# Difference between internal/external filters.



## oscarsx (Mar 15, 2011)

What's one of the main benefits for having an external filtration? I just looked into in, haven't done much research (which I should). I currently have x2 penguin 200 power filters.. would swapping to an external filter give me any different advantages? 

What's the main purpose of having external filters over internals.. I have a 55 gallon, would getting an external be overkill? thank you.


----------



## oscarsx (Mar 15, 2011)

Also I'd like to pick up Eheim 2213, would that be a fat upgrade from my current set up?


----------



## Ahura-sama (Dec 7, 2009)

2213 is underpowered for a 55.

External is just better overall, at least for planted tank.


----------



## Darkblade48 (Jan 4, 2008)

I believe you are mixing up the terms.

A hang on the tank filter such as the ones that you currently have are considered external filters, as they are outside of the aquarium. An internal filter is one that would sit within the aquarium (i.e. a sponge filter). A canister filter is an external filter.

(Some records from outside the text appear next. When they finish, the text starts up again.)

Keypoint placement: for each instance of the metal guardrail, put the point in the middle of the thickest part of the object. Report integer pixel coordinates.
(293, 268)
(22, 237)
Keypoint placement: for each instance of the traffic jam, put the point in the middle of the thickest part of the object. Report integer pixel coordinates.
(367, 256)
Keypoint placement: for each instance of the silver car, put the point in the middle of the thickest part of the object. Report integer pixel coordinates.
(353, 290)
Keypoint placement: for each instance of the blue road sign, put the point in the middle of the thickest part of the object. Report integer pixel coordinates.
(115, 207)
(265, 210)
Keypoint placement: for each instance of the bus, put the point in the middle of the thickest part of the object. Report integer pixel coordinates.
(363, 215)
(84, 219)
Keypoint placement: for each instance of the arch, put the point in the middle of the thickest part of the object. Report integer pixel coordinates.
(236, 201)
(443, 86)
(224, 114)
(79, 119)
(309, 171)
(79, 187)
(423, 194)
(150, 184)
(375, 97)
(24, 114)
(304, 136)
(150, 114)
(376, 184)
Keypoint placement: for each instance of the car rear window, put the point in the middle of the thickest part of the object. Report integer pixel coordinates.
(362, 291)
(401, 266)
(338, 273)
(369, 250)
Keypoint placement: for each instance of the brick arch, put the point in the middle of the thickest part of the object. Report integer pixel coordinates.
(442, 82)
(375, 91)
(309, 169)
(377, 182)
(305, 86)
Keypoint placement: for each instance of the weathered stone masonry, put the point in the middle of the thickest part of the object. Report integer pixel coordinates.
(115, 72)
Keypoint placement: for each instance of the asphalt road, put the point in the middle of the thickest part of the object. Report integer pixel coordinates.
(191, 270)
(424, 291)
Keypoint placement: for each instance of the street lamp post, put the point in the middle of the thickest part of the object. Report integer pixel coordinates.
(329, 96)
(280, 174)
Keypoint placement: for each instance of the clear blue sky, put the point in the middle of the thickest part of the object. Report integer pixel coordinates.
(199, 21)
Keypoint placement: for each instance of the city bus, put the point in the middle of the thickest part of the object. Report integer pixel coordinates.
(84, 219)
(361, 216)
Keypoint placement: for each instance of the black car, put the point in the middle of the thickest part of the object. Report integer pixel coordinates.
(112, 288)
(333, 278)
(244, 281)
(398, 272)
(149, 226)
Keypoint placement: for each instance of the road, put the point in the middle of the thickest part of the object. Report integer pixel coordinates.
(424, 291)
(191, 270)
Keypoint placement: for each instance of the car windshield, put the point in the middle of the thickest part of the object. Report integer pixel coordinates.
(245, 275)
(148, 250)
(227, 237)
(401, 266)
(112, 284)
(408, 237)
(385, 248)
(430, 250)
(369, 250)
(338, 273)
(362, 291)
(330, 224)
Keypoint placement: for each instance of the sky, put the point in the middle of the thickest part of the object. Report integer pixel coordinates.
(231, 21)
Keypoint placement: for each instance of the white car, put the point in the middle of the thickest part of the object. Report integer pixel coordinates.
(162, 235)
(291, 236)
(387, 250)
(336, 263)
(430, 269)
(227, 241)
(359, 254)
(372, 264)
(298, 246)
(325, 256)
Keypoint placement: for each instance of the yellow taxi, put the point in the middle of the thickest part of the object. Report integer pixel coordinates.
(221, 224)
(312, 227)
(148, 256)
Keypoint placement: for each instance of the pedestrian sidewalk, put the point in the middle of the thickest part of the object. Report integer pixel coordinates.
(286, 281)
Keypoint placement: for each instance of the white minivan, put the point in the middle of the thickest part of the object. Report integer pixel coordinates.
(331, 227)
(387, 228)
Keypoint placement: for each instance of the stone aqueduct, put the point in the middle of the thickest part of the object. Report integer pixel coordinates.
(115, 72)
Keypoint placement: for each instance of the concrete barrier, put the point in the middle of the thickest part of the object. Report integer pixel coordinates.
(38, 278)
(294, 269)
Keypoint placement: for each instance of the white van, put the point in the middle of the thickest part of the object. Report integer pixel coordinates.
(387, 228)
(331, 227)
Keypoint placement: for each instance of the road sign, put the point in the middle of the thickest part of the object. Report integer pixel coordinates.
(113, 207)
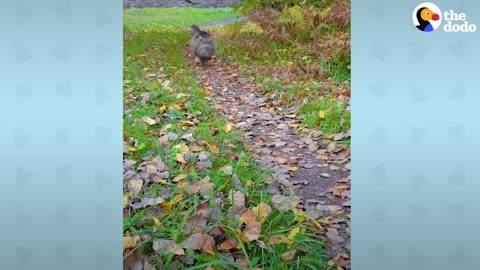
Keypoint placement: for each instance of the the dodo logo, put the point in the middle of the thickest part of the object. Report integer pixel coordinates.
(427, 17)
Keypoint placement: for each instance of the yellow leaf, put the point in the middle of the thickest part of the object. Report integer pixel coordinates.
(179, 158)
(248, 217)
(262, 211)
(186, 123)
(214, 148)
(179, 177)
(168, 205)
(227, 128)
(178, 198)
(130, 242)
(293, 233)
(125, 201)
(322, 114)
(279, 239)
(196, 148)
(149, 121)
(182, 148)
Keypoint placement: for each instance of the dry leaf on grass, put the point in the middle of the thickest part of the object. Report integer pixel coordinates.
(253, 230)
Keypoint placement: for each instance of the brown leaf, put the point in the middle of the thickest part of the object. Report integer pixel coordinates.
(196, 148)
(242, 236)
(279, 239)
(281, 160)
(208, 245)
(253, 230)
(337, 190)
(151, 169)
(194, 242)
(230, 243)
(228, 170)
(238, 200)
(262, 211)
(227, 128)
(195, 224)
(169, 246)
(290, 255)
(283, 203)
(242, 262)
(179, 177)
(130, 241)
(248, 217)
(214, 148)
(135, 186)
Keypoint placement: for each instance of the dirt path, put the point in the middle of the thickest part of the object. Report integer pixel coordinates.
(308, 166)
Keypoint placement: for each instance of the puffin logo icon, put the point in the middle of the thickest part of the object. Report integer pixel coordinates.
(427, 17)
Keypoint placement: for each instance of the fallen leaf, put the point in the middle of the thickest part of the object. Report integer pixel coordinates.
(130, 242)
(179, 158)
(208, 245)
(289, 255)
(138, 203)
(293, 233)
(214, 148)
(242, 236)
(338, 190)
(283, 203)
(281, 160)
(334, 208)
(168, 246)
(196, 148)
(227, 128)
(322, 114)
(279, 239)
(248, 217)
(230, 243)
(149, 120)
(195, 224)
(179, 177)
(125, 201)
(262, 211)
(228, 170)
(135, 186)
(151, 169)
(252, 231)
(194, 242)
(242, 262)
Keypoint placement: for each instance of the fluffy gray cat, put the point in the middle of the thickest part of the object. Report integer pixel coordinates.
(202, 45)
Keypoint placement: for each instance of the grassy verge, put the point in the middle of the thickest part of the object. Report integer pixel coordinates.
(186, 160)
(299, 54)
(173, 18)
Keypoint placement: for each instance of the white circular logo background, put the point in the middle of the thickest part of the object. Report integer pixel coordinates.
(434, 8)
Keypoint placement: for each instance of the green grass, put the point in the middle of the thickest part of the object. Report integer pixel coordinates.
(151, 58)
(173, 18)
(326, 114)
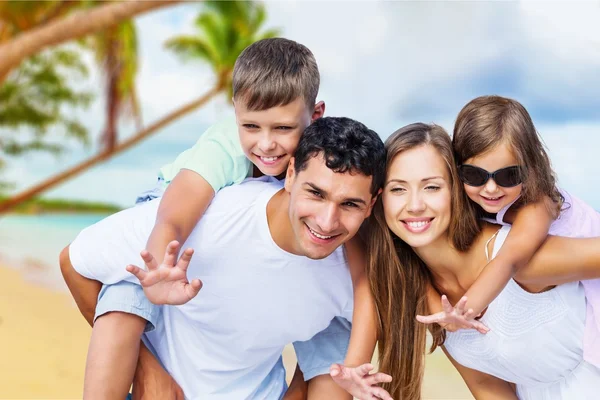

Benefits of an external filter are that they are often more powerful than an internal filter, and also, valuable "real estate" within the aquarium is not wasted.

Getting an external filter for your aquarium would not be "overkill", as it depends on what filter you are plannin to get. An Eheim 2213 would be unsuitable for a 55 gallon aquarium, as it is usually not recommended for anything larger than a 15-20 gallon aquarium. I would recommend that you get a 2217 if you decide to upgrade.


----------



## oscarsx (Mar 15, 2011)

Yea I'm sorry I was talking about canisters... 2217 sounds about right, thank you very much.


----------



## RickRS (Dec 31, 2010)

The major advantages for canister over hang on back filters are the volume of media, quietness, and, for planted tanks, less CO2 loss. There's also less water by-passing the filter media in the Eheim Classics compared to HOB.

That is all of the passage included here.